Mendengar itu, Karl membalikkan badan dan berkata pada Keisha:
"Itulah sebabnya manusia menghormati kalian, tapi para dewa belum tentu."
"Supernova di depan ini, satu menit lagi akan meledak. Ya, mungkin saja aku akan hancur lebur karenanya," gumam Keisha.
"Semoga saja. Selain itu, Morgana mengusulkan agar menggunakan Jam Agung untuk menyebarkan fragmenmu ke seluruh penjuru semesta yang dikenal. Ia mengira kau punya kemampuan untuk menyatu kembali, tapi jika pun bisa, setidaknya dalam tiga ratus juta tahun kau takkan mampu melakukannya," jelas Karl.
"Mati ya mati saja, mengapa harus menyatu kembali? Aku tak takut mati. Jika sudah mati, sebaiknya istirahat dengan tenang. Penjelasanmu soal ketidakstabilan ruang ini baru pertama kali kudengar. Beri aku waktu, aku ingin mencerna perlahan," kata Keisha.
Melihat Keisha tetap duduk tenang di sana, Karl merasa heran dan bertanya:
"Sisa tiga puluh detik lagi. Maaf, Ratu Keisha, mengapa kau tidak mencoba melarikan diri, malah duduk menunggu kematian dengan tenang?"

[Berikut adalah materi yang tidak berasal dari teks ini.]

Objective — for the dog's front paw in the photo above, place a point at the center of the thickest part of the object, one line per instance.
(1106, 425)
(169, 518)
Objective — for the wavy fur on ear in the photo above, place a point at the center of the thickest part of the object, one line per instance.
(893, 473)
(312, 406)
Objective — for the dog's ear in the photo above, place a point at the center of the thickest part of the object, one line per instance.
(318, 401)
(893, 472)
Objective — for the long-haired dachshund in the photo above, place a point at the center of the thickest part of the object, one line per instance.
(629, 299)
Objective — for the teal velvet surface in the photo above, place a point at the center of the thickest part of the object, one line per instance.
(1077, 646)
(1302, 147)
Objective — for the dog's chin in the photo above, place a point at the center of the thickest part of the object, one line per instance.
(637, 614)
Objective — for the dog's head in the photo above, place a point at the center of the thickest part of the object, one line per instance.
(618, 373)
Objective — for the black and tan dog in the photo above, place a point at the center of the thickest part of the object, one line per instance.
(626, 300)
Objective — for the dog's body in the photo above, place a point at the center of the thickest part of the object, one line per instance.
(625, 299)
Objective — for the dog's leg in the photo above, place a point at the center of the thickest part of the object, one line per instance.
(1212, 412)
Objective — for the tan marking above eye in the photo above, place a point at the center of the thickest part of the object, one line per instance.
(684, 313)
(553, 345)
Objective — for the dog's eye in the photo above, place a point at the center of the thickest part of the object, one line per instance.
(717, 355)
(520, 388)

"Lari? Lari ke mana? Aku bisa saja membunuh tubuh ilahi generasi ketiga Reina dengan mudah, dan dia akan binasa selamanya. Tapi aku tidak melakukannya. Silakan saja... Aku justru ingin melihat bagaimana kalian... menghancurkan keadilanku."
Setelah menjawab Karl, Keisha berdiri, merentangkan kedua lengan, dan menatap supernova dengan tenang.

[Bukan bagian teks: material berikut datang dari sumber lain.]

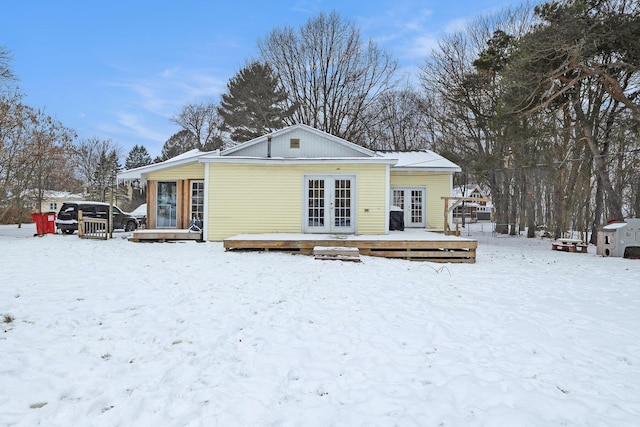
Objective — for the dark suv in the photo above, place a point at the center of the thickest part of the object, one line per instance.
(67, 220)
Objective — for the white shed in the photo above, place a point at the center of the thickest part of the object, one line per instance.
(620, 239)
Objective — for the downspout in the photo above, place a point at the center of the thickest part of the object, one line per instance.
(269, 146)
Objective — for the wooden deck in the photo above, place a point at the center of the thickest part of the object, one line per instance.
(164, 235)
(421, 245)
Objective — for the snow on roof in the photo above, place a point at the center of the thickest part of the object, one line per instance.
(615, 225)
(421, 160)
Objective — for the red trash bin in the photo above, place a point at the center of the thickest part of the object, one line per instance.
(45, 222)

Melihat Keisha yang memandang kematian tanpa gentar, merasakan kebesaran dan keluasan hatinya sebagai raja para dewa, Karl kembali membungkuk hormat sebelum menghilangkan proyeksinya, sekaligus memindahkan Reina yang sudah tak berguna.
Kini, yang tersisa hanyalah sebuah supernova yang meledak, dan tak terhitung atom suci yang hancur berkeping-keping akibat ledakan itu.